Upaya pertama yang mulai dilakukan Direktorat Jenderal Pajak pada akhir tahun 2011 yaitu Sensus Pajak Nasional. Sensus Pajak Nasional adalah kegiatan pengumpulan data kewajiban perpajakan dengan mendatangi lokasi usaha / tinggal di seluruh wilayah Indonesia secara bertahap yang dilakukan oleh Direktorat Jenderal Pajak (DJP). SPN akan dilakukan terutama di sentra-sentra bisnis, kawasan perdagangan, kawasan perindustrian, dan kawasan pemukiman orang kaya, dengan tujuan penambahan jumlah Wajib Pajak (WP) terdaftar yang memiliki Nomor Pokok Wajib Pajak, perluasan basis pengenaan pajak yaitu objek pajak dan subjek pajak, pemutakhiran data antara yang tercatat di DJP dan data WP agar akurat, peningkatan kepatuhan kewajiban perpajakan, dan intinya yaitu peningkatan penerimaan pajak.

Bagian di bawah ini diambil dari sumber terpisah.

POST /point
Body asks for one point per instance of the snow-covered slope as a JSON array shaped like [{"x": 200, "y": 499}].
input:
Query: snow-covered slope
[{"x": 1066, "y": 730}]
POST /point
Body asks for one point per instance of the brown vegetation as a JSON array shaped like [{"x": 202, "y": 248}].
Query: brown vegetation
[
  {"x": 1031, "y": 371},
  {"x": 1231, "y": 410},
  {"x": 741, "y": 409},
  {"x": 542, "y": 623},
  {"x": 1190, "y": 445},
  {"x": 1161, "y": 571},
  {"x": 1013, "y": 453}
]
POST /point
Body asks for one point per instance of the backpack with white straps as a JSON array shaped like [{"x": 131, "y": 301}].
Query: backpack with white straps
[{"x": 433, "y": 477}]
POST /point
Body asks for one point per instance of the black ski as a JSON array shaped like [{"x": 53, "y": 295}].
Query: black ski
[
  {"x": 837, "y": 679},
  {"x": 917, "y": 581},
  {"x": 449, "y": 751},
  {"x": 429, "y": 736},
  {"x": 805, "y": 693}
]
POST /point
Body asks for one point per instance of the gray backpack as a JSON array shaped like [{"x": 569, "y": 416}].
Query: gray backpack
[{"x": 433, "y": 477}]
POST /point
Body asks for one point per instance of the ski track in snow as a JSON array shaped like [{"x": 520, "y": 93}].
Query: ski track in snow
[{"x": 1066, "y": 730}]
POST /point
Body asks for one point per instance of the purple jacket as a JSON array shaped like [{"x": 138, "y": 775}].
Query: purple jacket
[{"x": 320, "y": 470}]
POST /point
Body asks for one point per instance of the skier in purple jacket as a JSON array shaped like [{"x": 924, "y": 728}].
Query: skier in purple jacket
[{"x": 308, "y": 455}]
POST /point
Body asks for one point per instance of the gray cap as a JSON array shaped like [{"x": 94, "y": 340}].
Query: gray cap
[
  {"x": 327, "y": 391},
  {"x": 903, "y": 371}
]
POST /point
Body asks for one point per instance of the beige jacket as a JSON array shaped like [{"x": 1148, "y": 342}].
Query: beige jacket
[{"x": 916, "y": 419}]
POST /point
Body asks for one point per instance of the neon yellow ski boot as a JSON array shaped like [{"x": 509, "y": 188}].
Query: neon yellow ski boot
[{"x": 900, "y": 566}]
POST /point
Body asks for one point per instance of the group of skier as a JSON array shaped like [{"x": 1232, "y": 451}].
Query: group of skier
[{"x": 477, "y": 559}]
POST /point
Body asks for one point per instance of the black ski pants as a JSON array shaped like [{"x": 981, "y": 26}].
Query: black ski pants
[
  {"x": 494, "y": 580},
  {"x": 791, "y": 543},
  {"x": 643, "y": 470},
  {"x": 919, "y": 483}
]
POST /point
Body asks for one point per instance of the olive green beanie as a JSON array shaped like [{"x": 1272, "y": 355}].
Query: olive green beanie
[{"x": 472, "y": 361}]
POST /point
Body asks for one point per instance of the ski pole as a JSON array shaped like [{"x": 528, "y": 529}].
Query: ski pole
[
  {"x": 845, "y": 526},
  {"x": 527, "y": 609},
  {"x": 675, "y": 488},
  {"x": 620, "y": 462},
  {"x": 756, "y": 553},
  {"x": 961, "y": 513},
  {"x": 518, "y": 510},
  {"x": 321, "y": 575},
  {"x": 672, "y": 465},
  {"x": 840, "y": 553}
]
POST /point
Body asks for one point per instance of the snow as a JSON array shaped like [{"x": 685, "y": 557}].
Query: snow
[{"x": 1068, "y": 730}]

Untuk masyarakat awam atau kurang berpengetahuan tentang pajak dapat dilakukan upaya sosialisasi atau penyuluhan tentang pajak. Penyuluhan dapat dilakukan dengan memberikan pemahaman, pelaporan, pengawasan dan persuasif. Pemahaman adalah poin penting yang harus diperoleh oleh masyarakat, di mana masyarakat harus mengerti apa itu pajak, bagaimana prosedur serta fungsinya. Kedua yaitu pelaporan yangmana dilakukan oleh penyuluh dengan menjelaskan uang pajak berasal dari mana saja, dikelola oleh siapa, dan diperuntukkan untuk apa. Pengawasan dapat dilakukan dengan cara pemeriksaan atau penelitian. Dan yang terakhir yaitu persuasif, yaitu cara untuk memengaruhi dan mengajak orang lain untuk membayar pajak.
Upaya berikutnya yang mungkin belum dilakukan di Indonesia yaitu membentuk perangkat regulasi mengenai Advance Ruling. Seperti yang telah saya jelaskan sebelumnya, Advance Ruling merupakan alat pembantu penerapan sistem Self Assesment di negara-negara yang mengaplikasikan sistem self assesment. Secara konseptual, Advance Ruling memerlukan perangkat regulasi yang menjamin terpenuhinya hak Wajib Pajak untuk meminta arahan dan petunjuk prosedural disaat terbentur dengan peraturan yang ada. Praktek di berbagai negara menunjukkan bahwa pada mayoritas negara yang menerapkan sistem Self Assesment telah mengakomodasi hak tersebut lewat Undang-Undang Perpajakannya. Serta sistem ini dikenal sebagai kunci keberhasilan sistem self assesment bagi negara-negara tersebut.
Kesimpulannya, Pajak merupakan bagian terpenting dari setiap negara termasuk Indonesia, yang digunakan untuk membiayai pembangunan nasional untuk mewujudkan kemakmuran dan kesejahteraan bangsa. Di Indonesia terdapat berbagai hambatan yang mengakibatkan penerimaan pajak menjadi kurang optimal. Hambatan tersebut terutama didominasi oleh wajib pajak yang kurang berpengetahuan tentang pajak atau karena rendahnya kesadaran mereka tentang pajak atau karena salah persepsi mengenai pajak. Serta hambatan dari sistem perpajakan itu sendiri. Namun, berbagai hambatan tersebut dapat diminimalisir dengan melakukan berbagai upaya yang bisa meningkatkan efektivitas dan efisiensi pelaksanaan administrasi perpajakan dan mewujudkan pajak yang lebih baik. Maka Indonesia bisa menjadi lebih baik dengan pajak layaknya negara-negara maju seperti Amerika Serikat.